As the book of Numbers comes to a close that week, we read an history of an Israelite military campaign that can only be described as holy war:

Moses spoke to the militia saying, “Let troops be picked out from among you for a campaign, and let them fall upon Midian to wreak the Eternal’s vengeance on Midian. You shall dispatch on the campaign a thousand from every one of the tribes of Israel.”

…They took the field against Midian, as the Eternal had commanded Moses, and slew every male. Along with other victims, they slew the kings of Midian, Evi, Rekem, Zur, Hur, and Reba, the five kings of Midian. They additionally put Balaam, son of Beor to the sword.

The Israelites took the women captive and other dependants of the Midianites captive, and seized as booty all their beasts, all their herds, and all their wealth. And they destroyed by fire all the towns in which they were settled, and their encampments. (Numbers 31:3-10)

What on earth do we invent of a text such as that? Some commentators say that that detail is not about war per se as much as it is a polemic against idolatry. Others point to the obviously dubious historicity of that specific text. Still others propose that God’s commandments to destroy ancient nations such as Midian have towering been rendered null and void since these nations no longer exist.

Though these kinds of explanations might be of exegetical interest, alas, they do not ultimately address the core moral problem of that text: namely, God’s commandment that Israel exterminate another folks. At the end of the day, there can be no whitewashing of that fact, no re-rendering of the text that will somehow erase the profoundly troubling truth that such attitudes are part of our inherited spiritual tradition.

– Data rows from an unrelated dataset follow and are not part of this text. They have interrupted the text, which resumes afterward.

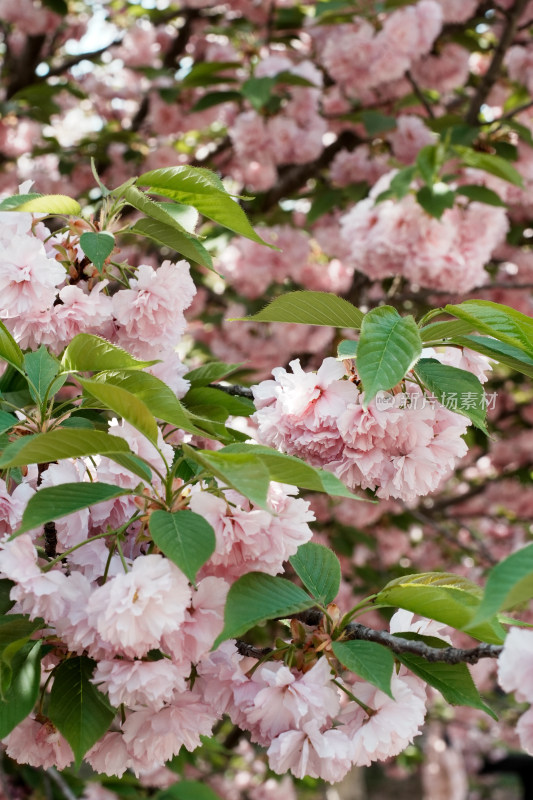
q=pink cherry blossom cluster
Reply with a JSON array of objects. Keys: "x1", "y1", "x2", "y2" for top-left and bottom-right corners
[
  {"x1": 339, "y1": 172, "x2": 509, "y2": 292},
  {"x1": 316, "y1": 1, "x2": 443, "y2": 99},
  {"x1": 0, "y1": 213, "x2": 194, "y2": 395},
  {"x1": 215, "y1": 224, "x2": 354, "y2": 299},
  {"x1": 252, "y1": 356, "x2": 489, "y2": 502}
]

What do we build of a texts such as these? One thing we cannot do is wish them away. whether we are to take our Torah tradition seriously, we must be willing to face it head on and to confess

that there are positive voices in Torah that we might sometimes find morally difficult, troubling, or, yes, even repugnant. whether we consider ourselves to be serious Jews, we owe it to ourselves and to our tradition to honestly own the all of Torah.

If we are able to do that, we will invariably find that the Torah truly is a mosaic of very different and often contradictory voices. (Serious students of Torah cannot fail to notice, for instance, that a very different portrayal of Midian is offered in the book of Exodus, where Moses finds refuge in Midian, marries a Midianite woman and seeks serious counsel from his father-in-law Jethro, the Midanite High Priest).

This phenomenon, of course, is not rare to Judaism. Ultimately, that is the central choice facing any religious individual: which are the voices in my tradition that I proudly affirm, and which are the voices that I disavow in no uncertain terms? Will I be ready to say without hesitation that there is nothing holy about fomenting fear and hatred of another public - and that there is no place for such ideas in my religious tradition?

In the end, there can be no equivocating on that point. In a world beset by growing violence in the name of God, the stakes of that choice are much too high.